Steelhead are the anadromous form of the rainbow trout (Oncorhynchus mykiss). The difference between these forms of the species is that steelhead migrate to the ocean and return to freshwater tributaries to spawn, whereas rainbow trout do not leave freshwater. Steelhead are also larger and returning adults are less colorful than rainbow trout.
Steelhead have the most southerly coastal distribution among Oncorhynchus in the eastern Pacific (learn more about other salmonid species on our Pacific Salmon page); in the west, chum and masu share that distinction. Contemporary studies demonstrate that the anadromous and resident forms interbreed, but we have mapped only the former.
As with our distribution data, risk of extinction data include only the anadromous form of mykiss. Their unusual plasticity of this species and its complex life history diversity would suggest an increased resilience to threats, but they are not immune to extripation. Steelhead exhibit a pattern of risk across the North Pacific similar to that displayed by other salmonids.
Mykiss may thrive in any number of habitats, from lakes to rivers, from shallow tributaries to estuaries. Kamchatka’s west coast is the only western Pacific region to host steelhead. Steelhead are robust in southeast Alaska and British Columbia but patchy along the Gulf of Alaska. Mykiss have experienced extinctions inland, east of the Coast Ranges and the interior Columbia River basin. Current distribution reaches past Santa Barbara, California. The distributional footprint for the resident form of mykiss—rainbow trout—is more extensive.|
Classification of O. mykiss has been hotly debated for years. Rainbow-steelhead and cutthroat trout were moved from the genus Salmo to Oncorhynchus as a result of analyses from Gerald R. Smith and Ralph Stearley in 1993. Russian biologists refer to steelhead and rainbow trout collectively as “mikizha,” and classify them as Parasalmo rather than Oncorhynchus, largely due to the fact that rainbow-steelhead are repeat spawners and have distinctive morphometric features.
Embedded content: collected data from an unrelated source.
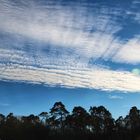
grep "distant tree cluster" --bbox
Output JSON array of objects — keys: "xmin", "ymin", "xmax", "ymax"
[{"xmin": 1, "ymin": 102, "xmax": 140, "ymax": 140}]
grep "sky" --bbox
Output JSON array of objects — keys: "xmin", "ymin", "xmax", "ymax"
[{"xmin": 0, "ymin": 0, "xmax": 140, "ymax": 119}]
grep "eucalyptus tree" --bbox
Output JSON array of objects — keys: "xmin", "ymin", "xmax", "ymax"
[
  {"xmin": 39, "ymin": 112, "xmax": 48, "ymax": 125},
  {"xmin": 71, "ymin": 106, "xmax": 90, "ymax": 131},
  {"xmin": 50, "ymin": 102, "xmax": 69, "ymax": 130},
  {"xmin": 89, "ymin": 106, "xmax": 114, "ymax": 133}
]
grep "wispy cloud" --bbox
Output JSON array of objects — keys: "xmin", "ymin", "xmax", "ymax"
[
  {"xmin": 0, "ymin": 0, "xmax": 140, "ymax": 92},
  {"xmin": 0, "ymin": 0, "xmax": 140, "ymax": 64},
  {"xmin": 0, "ymin": 103, "xmax": 10, "ymax": 107},
  {"xmin": 109, "ymin": 95, "xmax": 124, "ymax": 100},
  {"xmin": 0, "ymin": 0, "xmax": 121, "ymax": 59},
  {"xmin": 0, "ymin": 63, "xmax": 140, "ymax": 92},
  {"xmin": 112, "ymin": 37, "xmax": 140, "ymax": 64}
]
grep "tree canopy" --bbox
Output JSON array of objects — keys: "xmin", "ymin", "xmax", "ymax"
[{"xmin": 1, "ymin": 102, "xmax": 140, "ymax": 140}]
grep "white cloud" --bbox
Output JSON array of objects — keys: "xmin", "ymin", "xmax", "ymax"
[
  {"xmin": 113, "ymin": 37, "xmax": 140, "ymax": 64},
  {"xmin": 0, "ymin": 0, "xmax": 121, "ymax": 59},
  {"xmin": 0, "ymin": 63, "xmax": 140, "ymax": 92},
  {"xmin": 0, "ymin": 103, "xmax": 10, "ymax": 107},
  {"xmin": 109, "ymin": 95, "xmax": 123, "ymax": 100},
  {"xmin": 0, "ymin": 0, "xmax": 140, "ymax": 65},
  {"xmin": 0, "ymin": 0, "xmax": 140, "ymax": 63},
  {"xmin": 0, "ymin": 0, "xmax": 140, "ymax": 92}
]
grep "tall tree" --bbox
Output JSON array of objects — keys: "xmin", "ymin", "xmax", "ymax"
[
  {"xmin": 39, "ymin": 112, "xmax": 48, "ymax": 125},
  {"xmin": 21, "ymin": 114, "xmax": 40, "ymax": 125},
  {"xmin": 115, "ymin": 116, "xmax": 125, "ymax": 131},
  {"xmin": 50, "ymin": 102, "xmax": 69, "ymax": 130},
  {"xmin": 89, "ymin": 106, "xmax": 114, "ymax": 133},
  {"xmin": 71, "ymin": 106, "xmax": 90, "ymax": 131},
  {"xmin": 0, "ymin": 114, "xmax": 5, "ymax": 125},
  {"xmin": 89, "ymin": 106, "xmax": 102, "ymax": 133},
  {"xmin": 6, "ymin": 113, "xmax": 19, "ymax": 127},
  {"xmin": 125, "ymin": 106, "xmax": 140, "ymax": 130}
]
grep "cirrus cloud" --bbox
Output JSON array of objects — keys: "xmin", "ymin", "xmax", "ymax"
[{"xmin": 0, "ymin": 0, "xmax": 140, "ymax": 92}]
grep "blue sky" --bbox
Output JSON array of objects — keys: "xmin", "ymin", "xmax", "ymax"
[
  {"xmin": 1, "ymin": 81, "xmax": 140, "ymax": 119},
  {"xmin": 0, "ymin": 0, "xmax": 140, "ymax": 118}
]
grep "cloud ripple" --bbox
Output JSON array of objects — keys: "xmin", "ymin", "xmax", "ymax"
[{"xmin": 0, "ymin": 0, "xmax": 140, "ymax": 92}]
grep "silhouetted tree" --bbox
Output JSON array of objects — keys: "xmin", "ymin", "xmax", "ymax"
[
  {"xmin": 6, "ymin": 113, "xmax": 19, "ymax": 127},
  {"xmin": 89, "ymin": 106, "xmax": 101, "ymax": 133},
  {"xmin": 89, "ymin": 106, "xmax": 114, "ymax": 133},
  {"xmin": 70, "ymin": 106, "xmax": 90, "ymax": 131},
  {"xmin": 1, "ymin": 102, "xmax": 140, "ymax": 140},
  {"xmin": 39, "ymin": 112, "xmax": 48, "ymax": 125},
  {"xmin": 4, "ymin": 113, "xmax": 21, "ymax": 140},
  {"xmin": 50, "ymin": 102, "xmax": 69, "ymax": 130},
  {"xmin": 0, "ymin": 114, "xmax": 5, "ymax": 124},
  {"xmin": 115, "ymin": 116, "xmax": 125, "ymax": 131},
  {"xmin": 125, "ymin": 106, "xmax": 140, "ymax": 130}
]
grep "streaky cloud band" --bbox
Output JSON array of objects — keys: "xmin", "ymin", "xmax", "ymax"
[
  {"xmin": 0, "ymin": 0, "xmax": 140, "ymax": 64},
  {"xmin": 0, "ymin": 63, "xmax": 140, "ymax": 92},
  {"xmin": 0, "ymin": 0, "xmax": 140, "ymax": 92}
]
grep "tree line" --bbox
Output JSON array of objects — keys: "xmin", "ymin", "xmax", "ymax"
[{"xmin": 1, "ymin": 102, "xmax": 140, "ymax": 140}]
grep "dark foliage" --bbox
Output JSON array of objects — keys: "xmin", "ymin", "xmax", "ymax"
[{"xmin": 1, "ymin": 102, "xmax": 140, "ymax": 140}]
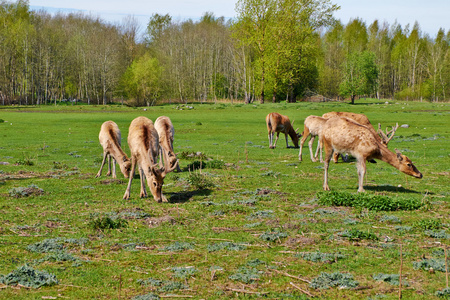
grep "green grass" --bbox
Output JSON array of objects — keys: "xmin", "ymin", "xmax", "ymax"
[{"xmin": 0, "ymin": 99, "xmax": 449, "ymax": 299}]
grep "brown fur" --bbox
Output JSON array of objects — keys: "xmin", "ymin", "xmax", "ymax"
[
  {"xmin": 299, "ymin": 115, "xmax": 327, "ymax": 162},
  {"xmin": 265, "ymin": 112, "xmax": 300, "ymax": 149},
  {"xmin": 123, "ymin": 116, "xmax": 170, "ymax": 202},
  {"xmin": 321, "ymin": 117, "xmax": 422, "ymax": 192},
  {"xmin": 154, "ymin": 116, "xmax": 181, "ymax": 173},
  {"xmin": 95, "ymin": 121, "xmax": 131, "ymax": 179}
]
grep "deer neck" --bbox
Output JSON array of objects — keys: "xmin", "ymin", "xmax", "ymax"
[
  {"xmin": 111, "ymin": 146, "xmax": 129, "ymax": 166},
  {"xmin": 377, "ymin": 145, "xmax": 400, "ymax": 170}
]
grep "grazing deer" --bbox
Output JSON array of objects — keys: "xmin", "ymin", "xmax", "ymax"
[
  {"xmin": 154, "ymin": 116, "xmax": 181, "ymax": 173},
  {"xmin": 320, "ymin": 116, "xmax": 422, "ymax": 192},
  {"xmin": 265, "ymin": 112, "xmax": 300, "ymax": 149},
  {"xmin": 123, "ymin": 116, "xmax": 177, "ymax": 202},
  {"xmin": 298, "ymin": 115, "xmax": 328, "ymax": 162},
  {"xmin": 321, "ymin": 111, "xmax": 398, "ymax": 162},
  {"xmin": 95, "ymin": 121, "xmax": 131, "ymax": 179}
]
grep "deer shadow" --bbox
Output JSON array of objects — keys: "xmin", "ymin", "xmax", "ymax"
[
  {"xmin": 168, "ymin": 189, "xmax": 212, "ymax": 203},
  {"xmin": 364, "ymin": 185, "xmax": 428, "ymax": 194}
]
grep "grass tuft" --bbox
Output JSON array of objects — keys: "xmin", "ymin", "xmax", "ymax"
[
  {"xmin": 0, "ymin": 265, "xmax": 58, "ymax": 288},
  {"xmin": 309, "ymin": 272, "xmax": 359, "ymax": 289}
]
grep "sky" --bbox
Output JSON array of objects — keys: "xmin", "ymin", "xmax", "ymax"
[{"xmin": 29, "ymin": 0, "xmax": 449, "ymax": 37}]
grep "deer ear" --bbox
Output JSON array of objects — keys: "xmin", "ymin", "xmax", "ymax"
[
  {"xmin": 395, "ymin": 148, "xmax": 403, "ymax": 161},
  {"xmin": 122, "ymin": 156, "xmax": 127, "ymax": 162}
]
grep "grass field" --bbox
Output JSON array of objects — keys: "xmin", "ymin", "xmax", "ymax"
[{"xmin": 0, "ymin": 99, "xmax": 449, "ymax": 299}]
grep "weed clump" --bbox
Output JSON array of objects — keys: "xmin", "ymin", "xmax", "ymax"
[
  {"xmin": 436, "ymin": 287, "xmax": 450, "ymax": 298},
  {"xmin": 132, "ymin": 293, "xmax": 160, "ymax": 300},
  {"xmin": 229, "ymin": 267, "xmax": 261, "ymax": 284},
  {"xmin": 207, "ymin": 242, "xmax": 247, "ymax": 252},
  {"xmin": 0, "ymin": 265, "xmax": 58, "ymax": 288},
  {"xmin": 247, "ymin": 210, "xmax": 274, "ymax": 220},
  {"xmin": 27, "ymin": 238, "xmax": 88, "ymax": 253},
  {"xmin": 161, "ymin": 242, "xmax": 195, "ymax": 252},
  {"xmin": 137, "ymin": 278, "xmax": 188, "ymax": 292},
  {"xmin": 316, "ymin": 191, "xmax": 422, "ymax": 211},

Steelhead vary greatly in size. They can weigh 5 to 20 pounds (2.5 – 9 kg) and measure 24 to 40 inches (60 –100 cm) as adults.
Unlike other species of Pacific salmon (with the exception of cutthroat and some resident sockeye and masu), steelhead do not necessarily die after spawning and therefore live relatively long lives, from 4 to 7 years or more. Steelhead adapt to a variety of environmental conditions and utilize all parts of a river basin, from small tributary streams to mainstem river channels. Life histories vary widely and include diverse combinations of freshwater, estuarine, and saltwater residence. Kamchatka sockeye populations appear to be particularly diverse, compared to North American populations.
Steelhead were harvested commercially in North America until the 1930s and are still harvested commercially by native peoples under original treaties. In Russia mykiss were harvested commercially until the 1980s. Both the anadromous and resident forms of mykiss are popular with sport fishers in North America and on Kamchatka.